The Chinese Military is Still Hacking Away, While Using the NSA as Political Cover
A significant amount of public exposure from security groups has not stopped the PLA's hacking spree. By Heather Timmons
China’s master-hackers, the “People’s Liberation Army’s Shanghai-based Unit 61398,” haven’t let up on on spying into foreign companies’ computer networks, even after these activities were made public earlier this year, according to a group advising the US Congress. A draft copy of the US-China Economic Security Commission’s annual report given to Reuters states:
There are no indications the public exposure of Chinese cyber espionage in technical detail throughout 2013 has led China to change its attitude toward the use of cyber espionage to steal proprietary economic and trade information.
“They are still stealing the same type of data from the same industries,” Susan Helmick, a spokeswoman for cybersecurity company Mandiant told Reuters. ”The focus appears to be the same but the methods and malware, they had to shift.” The commission’s report will be made public this month.

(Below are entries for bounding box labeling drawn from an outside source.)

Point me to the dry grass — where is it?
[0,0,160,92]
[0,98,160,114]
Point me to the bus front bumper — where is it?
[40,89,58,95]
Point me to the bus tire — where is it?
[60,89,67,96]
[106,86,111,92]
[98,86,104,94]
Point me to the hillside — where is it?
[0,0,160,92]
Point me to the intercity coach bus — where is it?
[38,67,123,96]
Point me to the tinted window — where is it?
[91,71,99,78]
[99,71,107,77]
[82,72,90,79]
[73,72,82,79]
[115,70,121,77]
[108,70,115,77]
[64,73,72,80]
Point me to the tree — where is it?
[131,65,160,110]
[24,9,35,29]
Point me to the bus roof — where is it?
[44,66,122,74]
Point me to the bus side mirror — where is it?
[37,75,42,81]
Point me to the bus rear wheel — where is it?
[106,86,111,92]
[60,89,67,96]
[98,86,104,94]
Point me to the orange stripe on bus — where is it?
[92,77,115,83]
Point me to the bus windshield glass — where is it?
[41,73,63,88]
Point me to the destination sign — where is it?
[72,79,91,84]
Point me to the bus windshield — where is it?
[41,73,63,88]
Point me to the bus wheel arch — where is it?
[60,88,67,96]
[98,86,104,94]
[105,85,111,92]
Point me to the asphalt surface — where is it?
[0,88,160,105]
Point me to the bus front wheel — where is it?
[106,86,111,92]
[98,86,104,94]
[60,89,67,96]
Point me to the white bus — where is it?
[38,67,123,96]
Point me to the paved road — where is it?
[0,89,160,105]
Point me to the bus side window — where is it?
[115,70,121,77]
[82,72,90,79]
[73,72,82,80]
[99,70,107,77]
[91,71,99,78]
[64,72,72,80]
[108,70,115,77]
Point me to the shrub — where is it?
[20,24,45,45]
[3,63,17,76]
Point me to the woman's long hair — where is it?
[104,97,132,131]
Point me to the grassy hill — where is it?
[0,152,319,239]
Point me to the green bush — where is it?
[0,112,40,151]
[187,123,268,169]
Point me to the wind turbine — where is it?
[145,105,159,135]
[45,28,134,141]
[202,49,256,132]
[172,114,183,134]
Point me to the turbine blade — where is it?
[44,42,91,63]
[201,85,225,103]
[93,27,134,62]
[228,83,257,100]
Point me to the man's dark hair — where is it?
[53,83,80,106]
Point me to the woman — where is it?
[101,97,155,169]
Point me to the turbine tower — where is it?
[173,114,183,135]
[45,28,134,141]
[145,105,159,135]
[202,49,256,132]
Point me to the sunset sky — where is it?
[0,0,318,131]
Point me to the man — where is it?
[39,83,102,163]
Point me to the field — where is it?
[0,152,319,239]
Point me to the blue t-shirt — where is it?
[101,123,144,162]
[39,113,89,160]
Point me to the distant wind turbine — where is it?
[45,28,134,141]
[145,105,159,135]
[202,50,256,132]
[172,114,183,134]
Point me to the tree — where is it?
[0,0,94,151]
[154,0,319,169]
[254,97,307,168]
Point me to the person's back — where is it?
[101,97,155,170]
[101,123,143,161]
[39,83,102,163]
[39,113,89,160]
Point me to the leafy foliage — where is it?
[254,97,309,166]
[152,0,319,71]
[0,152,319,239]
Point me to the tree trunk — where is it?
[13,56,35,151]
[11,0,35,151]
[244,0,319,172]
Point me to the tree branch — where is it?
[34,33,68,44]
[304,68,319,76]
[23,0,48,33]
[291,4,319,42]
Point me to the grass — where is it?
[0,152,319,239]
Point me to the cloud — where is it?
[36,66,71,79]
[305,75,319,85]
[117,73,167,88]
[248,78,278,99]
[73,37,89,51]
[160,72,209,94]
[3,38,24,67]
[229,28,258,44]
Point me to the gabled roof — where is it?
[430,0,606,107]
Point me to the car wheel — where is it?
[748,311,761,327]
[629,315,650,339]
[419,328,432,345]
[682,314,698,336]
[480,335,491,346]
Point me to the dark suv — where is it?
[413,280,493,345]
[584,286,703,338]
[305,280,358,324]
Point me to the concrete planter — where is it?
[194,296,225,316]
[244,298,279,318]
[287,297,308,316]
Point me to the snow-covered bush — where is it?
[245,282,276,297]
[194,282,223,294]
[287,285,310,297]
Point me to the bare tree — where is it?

Chinese authorities deny the existence of the unit, which Mandiant first highlighted in a February report. In May, The New York Times reported that the PLA group “appeared to have resumed” their attacks after a brief respite. Revelations about the US National Security Agency’s massive spying operations leaked by former contractor Edward Snowden have shifted global cyber-security focus this year from threats from China to threats from the US. They’ve also provided Chinese authorities with plenty of rhetorical fodder to lambaste the United States over its own cyber-hacking.
When Google chief executive Eric Schmidt criticized China this week for censoring what its citizens can see on the internet, China’s state-run media took it as a chance to lash him. Google is both “hypocritical” and “two-faced,” Xinhua news agency wrote in an editorial, because the company is an “accomplice” to the NSA.